Une comparaison me vient à l’esprit avec l’éternel dilemme des grèves lycéennes et étudiantes : faut-il bloquer les lycées ou universités occupés, c’est à dire condamner leur accès ? Les durs, les matadors répondent toujours oui. L’expérience prouve pourtant immanquablement le caractère aussi inefficace que nocif du blocage : il vide les établissements de grévistes et manifestants potentiels, braque les modérés, et empêche le mouvement de se développer. C’est une logique de repli malthusien, pas de montée en puissance. La situation est exactement la même pour Florence Cassez. Bloquer, ou plutôt annuler l’année du Mexique, c’est se priver d’un vecteur de communication, agacer les Mexicains concernés (et aucunement mêlés à l’affaire judiciaire), et condamner le sujet même du Mexique (et donc de Cassez) à l’étouffement médiatique. Il en sera tout autrement si on utilise les festivités et événements prévus pour parler du cas Cassez, et témoigner aux Mexicains venant en France de la mobilisation de l’opinion nationale autour d’elle. Plutôt que fermer le site web officiel de l’année, y ajouter un portrait (avec décompte des jours de réclusion, ne lésinons pas sur le bettancourisme) de la détenue française. Entamer chaque rencontre par un rappel de son sort. Essayer d’amorcer un courant de sympathie dans l’opinion mexicaine. Associer et faire grandir, plutôt que couper et éteindre.

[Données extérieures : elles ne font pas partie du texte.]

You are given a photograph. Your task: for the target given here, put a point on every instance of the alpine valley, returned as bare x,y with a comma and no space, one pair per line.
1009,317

Je plains la prisonnière et ses parents : la présidentielle approchant, les moulinets et les tentatives de récupération de son cas vont devenir légion. Raison de plus pour espérer une amélioration rapide de sa situation.
Romain Pigenel
2 Comments
Moi ce qui me dérange c’est la totale, je dis bien totale incompétence juridique de nos dirigeants.
En effet les connaisseurs du droit international et même quelques journalistes compétents (si, si ça existe) savent que le Mexique comme la France sont signataires et ont ratifié une convention sur les prisonniers étrangers. En somme d’après cette convention tout prisonnier condamné dans un pays peut demander à purger sa peine dans son pays d’origine.

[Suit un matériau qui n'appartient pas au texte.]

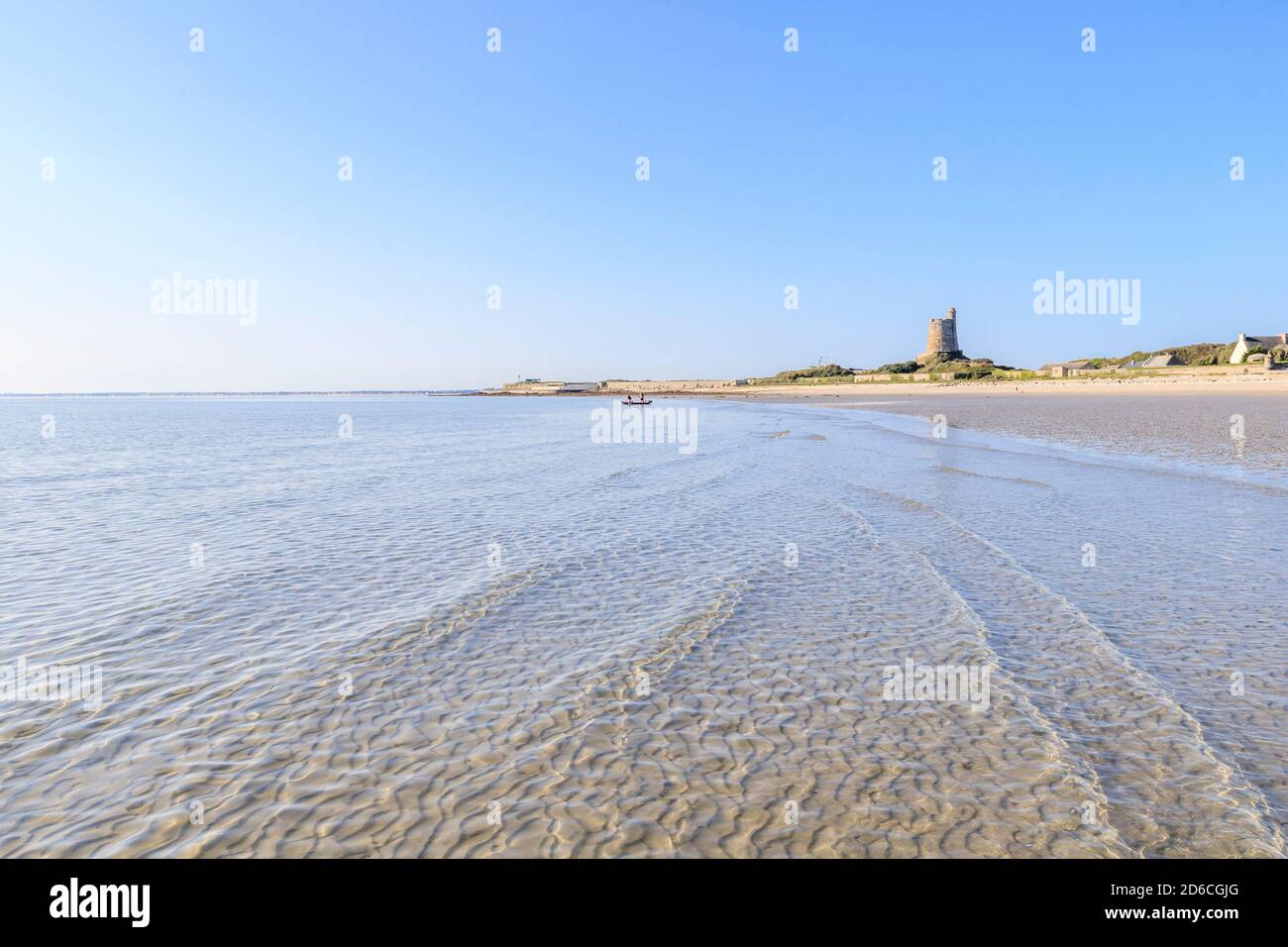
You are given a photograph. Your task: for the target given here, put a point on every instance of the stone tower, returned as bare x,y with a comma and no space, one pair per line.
941,339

Le plus étonnant dans cette affaire c’est que depuis le début ont a claironné avec l’idée de la manière forte et du dire plutôt que d’essayer de faire appliquer cette convention tout simplement et de jouer avec l’appui de la communauté internationale l’idée que la France elle respecte ses engagements contrairement au Mexique.
Non au lieu de cela le Président et sa cohorte ont pensé que l’on pouvait appliquer la même idée que durant l’affaire de l’Arche de Zoé. Déjà que cette affaire était une summum de la françafrique en imposant directement au président du Tchad d’obéir au nôtre, le Tchad n’est pas le Mexique.
Que l’on considère que cette condamnation soit inique ou non, que l’on pense que l’on doive défendre une ressortissante française ou non je change strictement rien. Au lieu de jouer le matamore et se refaire une santé médiatique sur le dos de la dite ressortissante on aurait mieux fait de faire jouer le droit ça aurait plus efficace surement et moins criminel et idiot.
Apparemment la convention ne s’applique pas dans ce cas, parce que la peine de 60 ans mexicaine n’a pas d’équivalent en France, et le transfèrement de Cassez serait donc équivalent à une remise de peine, de leur point de vue.